Presented initially without comment, a bunch of plots showing p&l for each trading rule group (these are backtested numbers, and they are before dynamic optimisation).

















What a rogues gallery! It's quicker to list the rules that did make money or at least broke even:

- relative value skew
- relative carry
- fast relative momentum

This also explains, to an extent, why my performance isn't quite as bad as the industry; I would imagine that I have a little more allocation to this weird stuff than the typical CTA. The pure univariate momentum rules (breakout, momentum and normalised momentum) were especially bad. Even fast momentum has been crucified especially badly in the recent carnage, for obvious reasons.


Costs and slippage

I've already noted that my total slippage (diff between mid market price when I come to place an order, and where I get filled) was 0.56% of my starting capital; and commissions were 0.29%. That's an all in cost of 0.85% which is a little lower than what I usually pay; but as a % of my final capital it's 0.98%, the real number is somewhere around the 89bp - 93bp mark. Two years ago, the last time I checked I was paying 90bp of which 69bp was slippage and 21bp comissions. So slippage is down, commissions up slightly but net-net roughly similar.

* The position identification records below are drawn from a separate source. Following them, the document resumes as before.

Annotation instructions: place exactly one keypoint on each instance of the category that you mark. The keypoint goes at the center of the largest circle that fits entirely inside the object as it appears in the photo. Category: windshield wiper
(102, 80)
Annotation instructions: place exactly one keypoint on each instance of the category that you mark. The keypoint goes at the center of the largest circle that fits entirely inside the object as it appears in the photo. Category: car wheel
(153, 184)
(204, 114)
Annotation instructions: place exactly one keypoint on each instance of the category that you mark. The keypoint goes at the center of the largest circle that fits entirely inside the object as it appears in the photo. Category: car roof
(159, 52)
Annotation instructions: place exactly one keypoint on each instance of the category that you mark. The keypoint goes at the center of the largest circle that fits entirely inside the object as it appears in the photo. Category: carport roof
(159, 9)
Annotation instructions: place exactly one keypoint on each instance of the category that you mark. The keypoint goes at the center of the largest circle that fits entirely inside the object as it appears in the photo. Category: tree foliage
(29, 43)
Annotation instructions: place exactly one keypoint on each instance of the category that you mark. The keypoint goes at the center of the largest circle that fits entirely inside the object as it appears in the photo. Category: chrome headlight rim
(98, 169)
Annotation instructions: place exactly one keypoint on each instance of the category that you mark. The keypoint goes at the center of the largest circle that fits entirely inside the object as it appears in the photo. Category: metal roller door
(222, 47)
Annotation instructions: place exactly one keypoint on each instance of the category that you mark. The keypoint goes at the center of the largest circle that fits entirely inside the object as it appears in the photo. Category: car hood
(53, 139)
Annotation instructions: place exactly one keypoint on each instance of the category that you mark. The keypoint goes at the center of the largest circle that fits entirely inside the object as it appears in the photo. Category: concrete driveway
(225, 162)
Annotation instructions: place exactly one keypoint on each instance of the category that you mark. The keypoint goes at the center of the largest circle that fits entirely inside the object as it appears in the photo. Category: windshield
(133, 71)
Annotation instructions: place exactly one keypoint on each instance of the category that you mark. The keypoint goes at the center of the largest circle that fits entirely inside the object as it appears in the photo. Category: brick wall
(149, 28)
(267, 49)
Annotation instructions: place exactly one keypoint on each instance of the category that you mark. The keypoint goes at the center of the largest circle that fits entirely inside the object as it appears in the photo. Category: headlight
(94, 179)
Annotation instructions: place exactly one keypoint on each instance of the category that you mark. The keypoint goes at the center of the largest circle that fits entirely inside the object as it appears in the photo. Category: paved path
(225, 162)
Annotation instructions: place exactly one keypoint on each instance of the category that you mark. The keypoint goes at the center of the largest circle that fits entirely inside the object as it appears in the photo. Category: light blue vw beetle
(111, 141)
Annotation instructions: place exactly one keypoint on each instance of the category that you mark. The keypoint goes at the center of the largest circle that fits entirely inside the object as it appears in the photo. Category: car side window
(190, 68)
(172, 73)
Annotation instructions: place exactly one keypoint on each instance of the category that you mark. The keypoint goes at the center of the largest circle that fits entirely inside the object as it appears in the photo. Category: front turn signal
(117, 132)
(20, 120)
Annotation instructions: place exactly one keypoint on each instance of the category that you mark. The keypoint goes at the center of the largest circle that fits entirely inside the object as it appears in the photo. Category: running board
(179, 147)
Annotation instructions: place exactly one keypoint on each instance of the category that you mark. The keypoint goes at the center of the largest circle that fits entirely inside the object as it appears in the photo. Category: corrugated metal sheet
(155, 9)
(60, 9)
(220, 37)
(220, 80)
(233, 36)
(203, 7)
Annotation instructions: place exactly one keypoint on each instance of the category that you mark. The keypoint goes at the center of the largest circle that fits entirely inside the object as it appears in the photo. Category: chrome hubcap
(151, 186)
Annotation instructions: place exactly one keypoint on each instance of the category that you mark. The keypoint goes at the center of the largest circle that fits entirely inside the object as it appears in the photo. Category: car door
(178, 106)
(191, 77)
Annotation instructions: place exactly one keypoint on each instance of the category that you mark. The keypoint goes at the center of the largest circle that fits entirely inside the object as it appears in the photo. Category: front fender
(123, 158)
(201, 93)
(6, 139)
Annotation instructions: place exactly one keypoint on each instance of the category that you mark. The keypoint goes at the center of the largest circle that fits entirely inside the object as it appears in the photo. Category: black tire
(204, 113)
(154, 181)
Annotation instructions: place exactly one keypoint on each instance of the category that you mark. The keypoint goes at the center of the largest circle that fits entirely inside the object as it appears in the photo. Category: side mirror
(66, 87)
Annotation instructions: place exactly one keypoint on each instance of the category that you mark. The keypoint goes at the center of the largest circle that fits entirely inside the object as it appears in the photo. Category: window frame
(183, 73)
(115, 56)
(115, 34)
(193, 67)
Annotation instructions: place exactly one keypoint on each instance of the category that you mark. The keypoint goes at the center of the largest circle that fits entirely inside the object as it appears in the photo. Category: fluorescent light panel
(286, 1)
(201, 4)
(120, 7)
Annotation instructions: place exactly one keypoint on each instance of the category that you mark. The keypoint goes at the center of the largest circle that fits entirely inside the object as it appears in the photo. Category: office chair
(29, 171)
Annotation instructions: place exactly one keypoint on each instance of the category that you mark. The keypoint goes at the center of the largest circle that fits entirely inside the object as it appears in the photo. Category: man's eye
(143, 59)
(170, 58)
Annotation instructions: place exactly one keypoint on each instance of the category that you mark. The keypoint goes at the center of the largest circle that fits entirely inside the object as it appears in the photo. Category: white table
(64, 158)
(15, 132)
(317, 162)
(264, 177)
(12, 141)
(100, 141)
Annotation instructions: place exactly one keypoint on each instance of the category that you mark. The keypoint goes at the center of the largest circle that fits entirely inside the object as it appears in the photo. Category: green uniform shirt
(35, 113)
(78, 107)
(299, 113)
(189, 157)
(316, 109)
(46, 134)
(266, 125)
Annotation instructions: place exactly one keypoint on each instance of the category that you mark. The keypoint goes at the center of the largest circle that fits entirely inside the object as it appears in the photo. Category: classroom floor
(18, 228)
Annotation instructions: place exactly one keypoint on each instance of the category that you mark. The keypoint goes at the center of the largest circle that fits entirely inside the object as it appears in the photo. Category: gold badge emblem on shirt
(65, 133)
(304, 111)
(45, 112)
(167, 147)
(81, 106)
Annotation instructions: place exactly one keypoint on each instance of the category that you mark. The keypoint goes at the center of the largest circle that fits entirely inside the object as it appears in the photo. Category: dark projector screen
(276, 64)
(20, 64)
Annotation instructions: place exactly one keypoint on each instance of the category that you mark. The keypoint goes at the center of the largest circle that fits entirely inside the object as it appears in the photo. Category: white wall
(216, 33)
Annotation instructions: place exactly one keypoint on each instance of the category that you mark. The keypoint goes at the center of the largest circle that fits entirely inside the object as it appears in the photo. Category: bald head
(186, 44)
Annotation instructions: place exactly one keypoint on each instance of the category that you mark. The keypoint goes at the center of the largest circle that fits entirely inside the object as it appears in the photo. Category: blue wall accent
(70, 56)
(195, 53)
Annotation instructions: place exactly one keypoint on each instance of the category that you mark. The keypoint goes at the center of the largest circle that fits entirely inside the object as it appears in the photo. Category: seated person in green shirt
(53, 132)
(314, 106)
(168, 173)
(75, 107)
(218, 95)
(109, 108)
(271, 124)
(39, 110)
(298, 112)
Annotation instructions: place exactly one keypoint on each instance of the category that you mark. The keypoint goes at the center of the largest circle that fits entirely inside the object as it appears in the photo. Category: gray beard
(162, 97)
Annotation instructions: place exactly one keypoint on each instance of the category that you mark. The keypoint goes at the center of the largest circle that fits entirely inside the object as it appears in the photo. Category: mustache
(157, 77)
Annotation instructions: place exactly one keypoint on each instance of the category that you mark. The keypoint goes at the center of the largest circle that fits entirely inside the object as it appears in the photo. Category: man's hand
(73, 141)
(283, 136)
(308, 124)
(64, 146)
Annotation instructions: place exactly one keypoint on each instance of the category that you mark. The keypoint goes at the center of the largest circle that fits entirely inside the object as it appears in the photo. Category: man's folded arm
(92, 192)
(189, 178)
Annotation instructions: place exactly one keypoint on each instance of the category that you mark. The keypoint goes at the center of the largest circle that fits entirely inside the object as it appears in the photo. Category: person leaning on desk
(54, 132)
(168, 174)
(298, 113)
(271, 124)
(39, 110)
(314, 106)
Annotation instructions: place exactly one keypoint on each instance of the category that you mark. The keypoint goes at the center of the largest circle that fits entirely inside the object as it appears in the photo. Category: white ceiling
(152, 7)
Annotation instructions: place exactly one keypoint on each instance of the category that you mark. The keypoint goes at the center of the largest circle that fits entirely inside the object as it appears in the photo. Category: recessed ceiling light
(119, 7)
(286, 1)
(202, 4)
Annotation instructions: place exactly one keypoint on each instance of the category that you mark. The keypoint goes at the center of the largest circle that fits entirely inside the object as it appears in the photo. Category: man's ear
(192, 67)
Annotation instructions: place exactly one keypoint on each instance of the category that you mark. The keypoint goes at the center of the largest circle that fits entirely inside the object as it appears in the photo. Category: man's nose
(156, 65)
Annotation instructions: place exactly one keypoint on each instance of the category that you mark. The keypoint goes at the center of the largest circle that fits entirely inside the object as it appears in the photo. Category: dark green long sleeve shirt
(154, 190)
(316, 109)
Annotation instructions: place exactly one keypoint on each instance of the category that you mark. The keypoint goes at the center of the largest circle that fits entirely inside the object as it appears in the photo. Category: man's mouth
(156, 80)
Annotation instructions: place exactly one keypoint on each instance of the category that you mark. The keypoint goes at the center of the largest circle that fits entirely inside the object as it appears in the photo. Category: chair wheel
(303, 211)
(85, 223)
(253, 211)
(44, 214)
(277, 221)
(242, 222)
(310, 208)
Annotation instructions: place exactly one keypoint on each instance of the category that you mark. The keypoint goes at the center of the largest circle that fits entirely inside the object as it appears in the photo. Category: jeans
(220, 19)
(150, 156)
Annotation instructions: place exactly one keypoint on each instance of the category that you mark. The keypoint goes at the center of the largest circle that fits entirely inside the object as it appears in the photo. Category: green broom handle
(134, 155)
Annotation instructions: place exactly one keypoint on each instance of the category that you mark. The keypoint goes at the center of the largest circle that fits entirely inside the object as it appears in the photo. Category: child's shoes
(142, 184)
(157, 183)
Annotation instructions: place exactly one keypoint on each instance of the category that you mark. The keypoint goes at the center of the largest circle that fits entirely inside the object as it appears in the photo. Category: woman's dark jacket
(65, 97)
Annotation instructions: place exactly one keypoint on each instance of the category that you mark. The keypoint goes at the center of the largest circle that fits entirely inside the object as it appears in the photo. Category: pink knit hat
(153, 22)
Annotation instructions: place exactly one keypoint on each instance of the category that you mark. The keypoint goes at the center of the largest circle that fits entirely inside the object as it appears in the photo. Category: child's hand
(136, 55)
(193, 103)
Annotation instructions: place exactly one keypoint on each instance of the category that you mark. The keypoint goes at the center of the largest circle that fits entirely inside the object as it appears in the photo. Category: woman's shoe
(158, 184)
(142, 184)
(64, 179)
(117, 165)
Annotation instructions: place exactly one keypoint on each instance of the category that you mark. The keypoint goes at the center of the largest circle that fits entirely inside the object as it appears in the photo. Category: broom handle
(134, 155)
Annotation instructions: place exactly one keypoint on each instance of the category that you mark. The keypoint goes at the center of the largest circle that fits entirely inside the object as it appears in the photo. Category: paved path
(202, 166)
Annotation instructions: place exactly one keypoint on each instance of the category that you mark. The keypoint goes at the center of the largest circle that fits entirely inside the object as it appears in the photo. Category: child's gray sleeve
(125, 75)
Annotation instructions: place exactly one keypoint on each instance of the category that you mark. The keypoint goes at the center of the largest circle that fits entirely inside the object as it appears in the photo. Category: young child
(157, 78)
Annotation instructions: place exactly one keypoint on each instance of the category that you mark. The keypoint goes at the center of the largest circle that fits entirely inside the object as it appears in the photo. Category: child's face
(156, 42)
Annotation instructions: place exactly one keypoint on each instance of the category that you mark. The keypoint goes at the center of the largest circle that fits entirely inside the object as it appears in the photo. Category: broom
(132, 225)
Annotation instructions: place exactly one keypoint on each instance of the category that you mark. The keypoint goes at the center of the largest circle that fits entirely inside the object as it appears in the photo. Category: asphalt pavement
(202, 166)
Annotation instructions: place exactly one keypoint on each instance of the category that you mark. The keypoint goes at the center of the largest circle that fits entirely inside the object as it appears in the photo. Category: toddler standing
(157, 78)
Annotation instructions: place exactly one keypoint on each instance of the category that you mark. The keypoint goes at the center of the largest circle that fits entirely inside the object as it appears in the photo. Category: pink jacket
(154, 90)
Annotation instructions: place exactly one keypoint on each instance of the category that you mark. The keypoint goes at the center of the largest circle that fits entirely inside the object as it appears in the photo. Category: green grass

Without my execution algo, if I had just traded at the market, I would have paid 1.53% in slippage; my simple algo earned 97bp and cut my slippage bill by two thirds. So that is a good thing.


Coming up

I'm not planning to do much with my futures system this year; I'm going to be busy writing a new book so let's see how it does going forward. Certainly feels like a bad year for trend following; unless or until the US economy gets tipped into recession and we get clear risk off markets. I think it unlikey we're going to get risk on until November 2028 or January 2029 :-) At least for the time being, it's not going great for me (-4% YTD), and it's going even worse for the industry generally.